Une nouvelle technologie pourrait fournir de meilleurs soins aux patients atteints d'insuffisance rénale

Les chercheurs ont trouvé une nouvelle technologie afin d'améliorer les soins aux patients atteints de maladies rénales, selon une nouvelle étude.

Les chercheurs ont trouvé une nouvelle technologie afin d'améliorer les soins aux patients atteints de maladies rénales, selon une nouvelle étude. Selon des médecins du Collège médical de Géorgie à l'Université Augusta, une échographie portable peut aider les néphrologues à mieux détecter les liquides dans les poumons des patients atteints d'insuffisance rénale terminale. L'astuce consiste à savoir où se trouve le liquide et combien doit être retiré, a déclaré le Dr Omar Saleem, et l'accumulation dans les poumons peut entraîner des complications comme l'insuffisance cardiaque et l'hypertension artérielle. Quand il s'agit de diagnostiquer des «poumons mouillés», la norme a été d'écouter des bruits de poitrine avec un stéthoscope et de mesurer la pression artérielle - plus de liquide sur les poumons empêche l'oxygène d'être absorbé dans la circulation sanguine. "Mais c'est assez subjectif", a-t-il dit. "Par exemple, parfois vous ne pouvez pas entendre le crépitement. C'est pourquoi l'échographie ajoute à l'examen physique. "

Il a examiné 24 patients ESKD et dans le cadre de l'examen physique normal, il a placé la sonde à ultrasons sur les poitrines des patients pour avoir une bonne vue des poumons. S'il y avait du liquide, il verrait des lignes B, qui sont en fait des reflets de l'eau dans les poumons qui apparaissent comme de longues lignes verticales blanches sur une échographie. Plus le nombre de lignes B est élevé et plus elles sont intenses ou brillantes, plus le liquide est présent.

"C'est un marqueur objectif de l'eau pulmonaire, dont l'accumulation peut entraîner des complications graves pour des patients déjà fragiles. Nous sommes à la limite ici et nous essayons d'empêcher les gens de basculer dans l'insuffisance cardiaque », a déclaré le Dr Stanley Nahman, néphrologue MCG. "Cela va changer la façon dont nous gérons ces personnes avec la dialyse."

Les médecins peuvent alors mieux cibler les traitements de dialyse. "Je peux définir l'objectif d'élimination des liquides à un stade plus élevé pendant la dialyse", a déclaré Saleem. «Là où je pourrais normalement enlever deux litres de liquide, j'en prends trois ou quatre chez quelqu'un qui a de l'eau dans les poumons».

L'hémodialyse utilise un filtre spécial appelé dialyseur - ou rein artificiel - pour filtrer les déchets, équilibrer les électrolytes et éliminer les liquides supplémentaires. Les patients atteints d'insuffisance rénale terminale (ESKD) reçoivent généralement une dialyse trois fois par semaine.

«Nous constations que les néphrologues étaient fréquemment appelés à la salle d'urgence pour fournir une dialyse aux anciens détenus avec ESKD et nulle part ailleurs», a déclaré le Dr Elizabeth Chu, co-présentatrice.

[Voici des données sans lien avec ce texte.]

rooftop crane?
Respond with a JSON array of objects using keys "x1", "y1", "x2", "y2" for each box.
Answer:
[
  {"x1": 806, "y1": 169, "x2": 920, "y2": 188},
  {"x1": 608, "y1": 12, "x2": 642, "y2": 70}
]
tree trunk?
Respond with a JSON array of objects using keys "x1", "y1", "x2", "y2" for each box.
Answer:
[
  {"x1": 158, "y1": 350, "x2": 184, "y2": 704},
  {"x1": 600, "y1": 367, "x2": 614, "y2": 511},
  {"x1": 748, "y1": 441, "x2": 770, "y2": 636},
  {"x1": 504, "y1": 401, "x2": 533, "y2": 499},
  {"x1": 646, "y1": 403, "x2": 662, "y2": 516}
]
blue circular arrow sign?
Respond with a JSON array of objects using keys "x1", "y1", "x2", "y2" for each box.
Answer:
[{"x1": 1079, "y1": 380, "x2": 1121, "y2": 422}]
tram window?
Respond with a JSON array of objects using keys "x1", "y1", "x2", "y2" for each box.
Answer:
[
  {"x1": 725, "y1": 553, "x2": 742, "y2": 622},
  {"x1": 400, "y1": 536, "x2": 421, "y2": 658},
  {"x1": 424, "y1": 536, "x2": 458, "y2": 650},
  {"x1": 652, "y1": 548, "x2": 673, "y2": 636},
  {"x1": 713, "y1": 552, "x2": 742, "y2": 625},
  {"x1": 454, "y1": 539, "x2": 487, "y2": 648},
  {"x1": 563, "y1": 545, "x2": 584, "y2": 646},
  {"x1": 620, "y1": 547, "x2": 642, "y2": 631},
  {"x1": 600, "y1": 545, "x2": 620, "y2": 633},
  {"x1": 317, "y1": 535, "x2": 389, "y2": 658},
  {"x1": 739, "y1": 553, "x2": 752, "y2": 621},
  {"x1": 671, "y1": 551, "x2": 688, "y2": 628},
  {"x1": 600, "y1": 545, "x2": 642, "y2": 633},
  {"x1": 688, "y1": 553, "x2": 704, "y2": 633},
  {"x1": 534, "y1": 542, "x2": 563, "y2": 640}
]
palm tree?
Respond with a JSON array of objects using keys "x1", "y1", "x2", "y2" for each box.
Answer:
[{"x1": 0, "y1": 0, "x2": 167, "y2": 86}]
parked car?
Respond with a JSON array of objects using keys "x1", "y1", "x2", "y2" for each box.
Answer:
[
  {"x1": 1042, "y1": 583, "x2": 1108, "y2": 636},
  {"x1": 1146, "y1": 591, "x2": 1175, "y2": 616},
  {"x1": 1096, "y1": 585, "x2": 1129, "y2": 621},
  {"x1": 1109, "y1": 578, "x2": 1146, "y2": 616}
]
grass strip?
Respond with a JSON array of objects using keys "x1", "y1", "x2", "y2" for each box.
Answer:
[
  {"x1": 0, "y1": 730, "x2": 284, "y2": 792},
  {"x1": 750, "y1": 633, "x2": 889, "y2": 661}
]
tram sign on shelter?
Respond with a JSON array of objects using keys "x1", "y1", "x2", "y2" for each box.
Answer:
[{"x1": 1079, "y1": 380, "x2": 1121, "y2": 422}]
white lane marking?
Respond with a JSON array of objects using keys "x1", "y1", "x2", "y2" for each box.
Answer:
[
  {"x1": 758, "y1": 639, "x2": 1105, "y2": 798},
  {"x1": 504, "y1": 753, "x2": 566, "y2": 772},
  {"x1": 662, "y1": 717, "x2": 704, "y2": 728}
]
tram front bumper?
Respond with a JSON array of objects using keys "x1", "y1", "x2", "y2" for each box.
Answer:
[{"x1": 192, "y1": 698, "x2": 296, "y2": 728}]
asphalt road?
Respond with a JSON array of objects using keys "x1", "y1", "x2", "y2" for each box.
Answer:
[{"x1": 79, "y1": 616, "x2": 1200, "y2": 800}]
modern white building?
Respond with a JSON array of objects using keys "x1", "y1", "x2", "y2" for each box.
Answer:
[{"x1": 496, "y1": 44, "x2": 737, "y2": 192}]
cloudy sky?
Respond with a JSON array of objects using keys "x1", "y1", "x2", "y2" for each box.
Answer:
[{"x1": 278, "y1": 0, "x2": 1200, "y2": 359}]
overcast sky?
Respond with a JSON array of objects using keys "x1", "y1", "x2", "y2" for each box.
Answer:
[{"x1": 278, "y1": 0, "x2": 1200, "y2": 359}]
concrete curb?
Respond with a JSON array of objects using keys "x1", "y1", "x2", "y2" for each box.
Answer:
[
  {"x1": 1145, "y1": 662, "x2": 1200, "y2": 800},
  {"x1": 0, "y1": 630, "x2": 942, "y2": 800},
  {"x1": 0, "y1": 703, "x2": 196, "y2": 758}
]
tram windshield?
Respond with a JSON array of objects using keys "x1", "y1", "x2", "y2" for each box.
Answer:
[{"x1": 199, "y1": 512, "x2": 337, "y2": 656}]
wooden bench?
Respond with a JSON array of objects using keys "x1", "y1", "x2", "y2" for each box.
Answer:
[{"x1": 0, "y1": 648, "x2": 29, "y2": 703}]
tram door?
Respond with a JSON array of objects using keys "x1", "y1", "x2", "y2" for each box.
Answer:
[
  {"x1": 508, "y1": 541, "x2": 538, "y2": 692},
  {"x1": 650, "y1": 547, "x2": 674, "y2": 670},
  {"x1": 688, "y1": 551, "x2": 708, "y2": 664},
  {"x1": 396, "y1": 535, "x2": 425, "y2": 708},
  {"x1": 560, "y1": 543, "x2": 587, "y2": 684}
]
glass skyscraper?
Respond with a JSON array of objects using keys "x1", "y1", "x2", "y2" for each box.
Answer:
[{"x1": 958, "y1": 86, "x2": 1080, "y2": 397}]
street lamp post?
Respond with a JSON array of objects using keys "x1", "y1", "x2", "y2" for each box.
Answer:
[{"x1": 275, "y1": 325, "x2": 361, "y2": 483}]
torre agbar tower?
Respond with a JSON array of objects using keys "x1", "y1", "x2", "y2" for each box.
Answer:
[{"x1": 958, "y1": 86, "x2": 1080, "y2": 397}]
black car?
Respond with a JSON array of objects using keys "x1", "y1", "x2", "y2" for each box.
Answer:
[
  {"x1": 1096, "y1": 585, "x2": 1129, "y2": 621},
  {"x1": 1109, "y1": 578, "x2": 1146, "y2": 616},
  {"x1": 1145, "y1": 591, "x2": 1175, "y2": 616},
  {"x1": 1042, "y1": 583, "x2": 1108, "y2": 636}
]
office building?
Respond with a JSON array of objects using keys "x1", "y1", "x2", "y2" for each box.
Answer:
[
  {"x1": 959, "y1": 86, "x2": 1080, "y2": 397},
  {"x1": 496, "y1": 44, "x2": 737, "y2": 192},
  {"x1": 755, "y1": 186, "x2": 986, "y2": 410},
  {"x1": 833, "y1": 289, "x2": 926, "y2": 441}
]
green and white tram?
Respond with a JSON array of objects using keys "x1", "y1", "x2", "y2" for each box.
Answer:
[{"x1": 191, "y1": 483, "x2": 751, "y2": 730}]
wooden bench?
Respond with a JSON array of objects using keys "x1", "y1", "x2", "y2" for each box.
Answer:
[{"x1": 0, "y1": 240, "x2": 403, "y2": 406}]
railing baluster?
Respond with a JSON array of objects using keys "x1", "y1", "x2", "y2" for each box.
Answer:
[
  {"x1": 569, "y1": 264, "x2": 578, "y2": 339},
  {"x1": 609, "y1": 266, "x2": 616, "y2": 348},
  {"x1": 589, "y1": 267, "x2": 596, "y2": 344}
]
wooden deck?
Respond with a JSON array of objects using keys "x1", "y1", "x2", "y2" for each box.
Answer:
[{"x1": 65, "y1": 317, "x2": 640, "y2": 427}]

Avec une période d'attente moyenne de 12 semaines pour Medicare, ces anciens détenus n'étaient pas admissibles à s'inscrire dans les centres privés de dialyse, au lieu de se rendre à leurs salles d'urgence locales jusqu'à 36 traitements avant d'être couverts par Medicare.

"Non seulement l'écart de financement s'est traduit par des soins erratiques et inadéquats, mais il a également engendré des coûts inutiles supportés par la société", explique Chu.

Pour définir l'ampleur du problème, Chu a examiné les dossiers de tous les patients ESKD à la prison médicale d'État Augusta de 2014 à 2016, à la recherche d'informations démographiques et les années de rentrée prévues. Elle a également fait des comparaisons avec une cohorte nationale.

L'équipe de chercheurs présentera son travail aux réunions régionales du Sud de la Fédération américaine pour la recherche médicale cette semaine à la Nouvelle-Orléans. (ANI)

Ceci est publié non édité à partir du flux ANI.